ぐだぐだ生き恥ウェディング

 事務所中に前のめりな足音を響き渡らせる子供の結婚しろ! と言う文句をもう何度聞いただろうか。

「中坊の時からずうっと断り続けてるのにまあだ懲りんのか」
「うるせぇな、だったらさっさと他の相手を捕まえやがれ」
 まっすぐにデスクの前へと迫ってきた子供に、そうしたら拙僧だって諸手をあげて祝福してやる、と言われたら弱る。
 なぜならここ最近ときたら、天国さんはもっと若い子がいいでしょう? などと不名誉な振られ方をするのだ。
 長身で細身の自分によく懐いた美貌の子供は『そういうの』ではない、と言っても、違いますよ、と苦笑され、小柄で派手なおっかないリーダーの方です、と続けられるのを何度くり返したか。
 存外、他人は他人をよく見ていて、自分を慕う子供と恋慕う子供の違いは瞭然らしい。
「……お前のせいで振られてんだがなあ?」
「無敗の弁護士サマがだらしねぇなぁ? 痴情のもつれでおまんま食ってるクセに」
「もつれず終わってんだよ」
「もつれもせず、だろ」
 そうして、だから観念して拙僧と結婚しろ、と宣う。
「で」
「ほい、親父から寺の範疇を越えた相談のご紹介」
 未処理の書類を入れるケースへと差し入れられた封筒の中には、概ね相続や介護、家庭内の問題で法的な対応が必要になった相談事が詰まっている。
 用も無く来るな、と言ってから、きちんと住職と話を詰め、正式な仕事の依頼という用を作って来るようになった。
 空却曰く、前々から考えていた事らしく、息子の成長と檀家の心身の安寧を喜ぶ住職を見てしまったから無碍にも出来ない。
「用は済んだな。じゃあ帰れ」
「獄ンちに?」
「どういう理屈だ」
「まずは同棲からはじめるんだろ?」
「するまでもねえんだよ」
 このどこからどう見てもチンピラじみたクソガキが、骨の髄までお坊さんな生活をしているのは嫌というほど知っている。
 十四のライブの帰り道、打ち上げだのに付き合っていて日付が変わる間際に帰宅した際に、耐えきれず歩きながら寝始めたのだ。
 子供はいつもよりゆったりとした足取りだったけれど、自力で歩いていたから、大きくぐらついてのけ反った瞬間、綺麗に閉じたまぶたがまるで開くそぶりがないのを見るまでは全く気づいていなかった。
 どうにか寺まで送ると、これくらいには床に就いているもので、と住職に申し訳なさそうに頭を下げられたのは記憶に新しい。
「じゃあもう結婚出来んじゃねぇか」
「なんでそんなに結婚したいんだよ!」
「逆に聞くけどよ、獄はなんで拙僧のこと、中坊だから、ガキだから、以外で断ンねーの?」
 それにもうハタチになって法的にもオトナになってやったぞ、と胸を張る子供は、たしかに見てくれだけなら『大人』だ。

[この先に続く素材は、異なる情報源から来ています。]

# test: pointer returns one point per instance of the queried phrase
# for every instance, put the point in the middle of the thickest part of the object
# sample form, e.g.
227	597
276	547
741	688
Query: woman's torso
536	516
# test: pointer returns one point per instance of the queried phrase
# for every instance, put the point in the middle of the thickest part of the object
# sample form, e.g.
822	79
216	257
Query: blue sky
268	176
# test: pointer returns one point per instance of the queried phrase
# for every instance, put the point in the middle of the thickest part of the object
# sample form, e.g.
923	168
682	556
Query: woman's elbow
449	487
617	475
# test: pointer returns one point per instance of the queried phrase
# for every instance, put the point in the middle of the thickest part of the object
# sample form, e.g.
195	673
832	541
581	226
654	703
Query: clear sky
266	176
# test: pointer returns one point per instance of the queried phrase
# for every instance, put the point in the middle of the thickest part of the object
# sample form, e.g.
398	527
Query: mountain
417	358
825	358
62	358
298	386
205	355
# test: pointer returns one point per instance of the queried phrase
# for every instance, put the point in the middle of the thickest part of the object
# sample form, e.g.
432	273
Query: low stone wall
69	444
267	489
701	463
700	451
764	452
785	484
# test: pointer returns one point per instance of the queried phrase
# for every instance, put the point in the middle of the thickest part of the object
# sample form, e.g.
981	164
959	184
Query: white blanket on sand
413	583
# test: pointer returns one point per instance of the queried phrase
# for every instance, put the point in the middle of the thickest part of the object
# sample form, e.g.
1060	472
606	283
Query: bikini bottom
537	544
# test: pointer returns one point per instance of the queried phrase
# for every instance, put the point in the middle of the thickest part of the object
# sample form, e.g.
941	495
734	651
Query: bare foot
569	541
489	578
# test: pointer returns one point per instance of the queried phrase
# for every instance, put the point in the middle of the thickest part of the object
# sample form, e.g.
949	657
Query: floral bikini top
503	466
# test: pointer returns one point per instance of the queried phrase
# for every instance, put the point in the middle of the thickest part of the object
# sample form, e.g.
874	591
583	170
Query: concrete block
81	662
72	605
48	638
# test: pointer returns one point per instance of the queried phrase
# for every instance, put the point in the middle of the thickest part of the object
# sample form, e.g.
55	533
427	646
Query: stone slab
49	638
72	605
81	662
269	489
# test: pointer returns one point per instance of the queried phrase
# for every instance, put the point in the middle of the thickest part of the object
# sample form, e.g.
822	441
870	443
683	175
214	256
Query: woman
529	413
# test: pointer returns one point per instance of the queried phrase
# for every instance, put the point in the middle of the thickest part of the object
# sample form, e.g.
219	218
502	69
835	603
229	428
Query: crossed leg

 同じような格好をしていても、子供だと思っている——思いたい——のは自分くらいのものだろう。
「振られたからって獄と『家族』なのは変わらねーし、拙僧以外を選んでも祝福してやる……ってずぅっと言ってんのに、なんで獄はちゃんと拙僧を振らねーの?」
 まっすぐこちらの目を射抜く子供の目は変わらず長く鋭い睫毛に武装され、少しばかり幼さの抜けた眼差しの真摯さも変わりはない。
「拙僧が嫌い……違ぇな。拙僧をそういう相手として見れないなら、とっととそう言えよ」
 逃げも隠れも許さない金の目は太陽だ。全てを白日の下に晒し出してしまう。
 答えを出せないまま逡巡する、往生際の悪い大人の腹の内など、お見通しなのだ。
「お前が結婚して下さいって言わねえからだよ」
「ンだよ、やっぱ結婚してーんじゃねぇか」
「しろって言われて結婚したらお前に諾々と従ってるみたいだろうが」
「めんどくせぇなぁ!」
 なんと言われようと譲れないものが人にはある。どれほど他の人間から無駄な抵抗をしていると思われても、屈してはならない時が人にはある。
 憎からず思っているとはいえ、いつものようにやれやれしかたないと結婚など出来るものか。
 毅然とした態度を見せ、決して崩さぬと目で示せば、金色の目が駄々っ子に向けるのと同じきらめき方をする。
 それからすぐ、ふぅ、と小さく息を吐き出して、子供がにぃ、と口を開いた。
「……なぁ、獄。拙僧と比翼連理と謳われようぜ?」
「……お前もたいがいだよな……」
「好いた相手に頭下げて乞い願わそうとする野郎にゃ言われたかねーよ。そんで、返事は?」
「はい、しか言わす気ないだろ……」
 結局、俺が折れるハメになるのは変わらず、過程を全てぶっ飛ばした子供が快哉を叫ぶ。
 当分、やっぱりね、と囁かれるのは想像するだけで我慢ならないから、絶対に我慢しないことにする。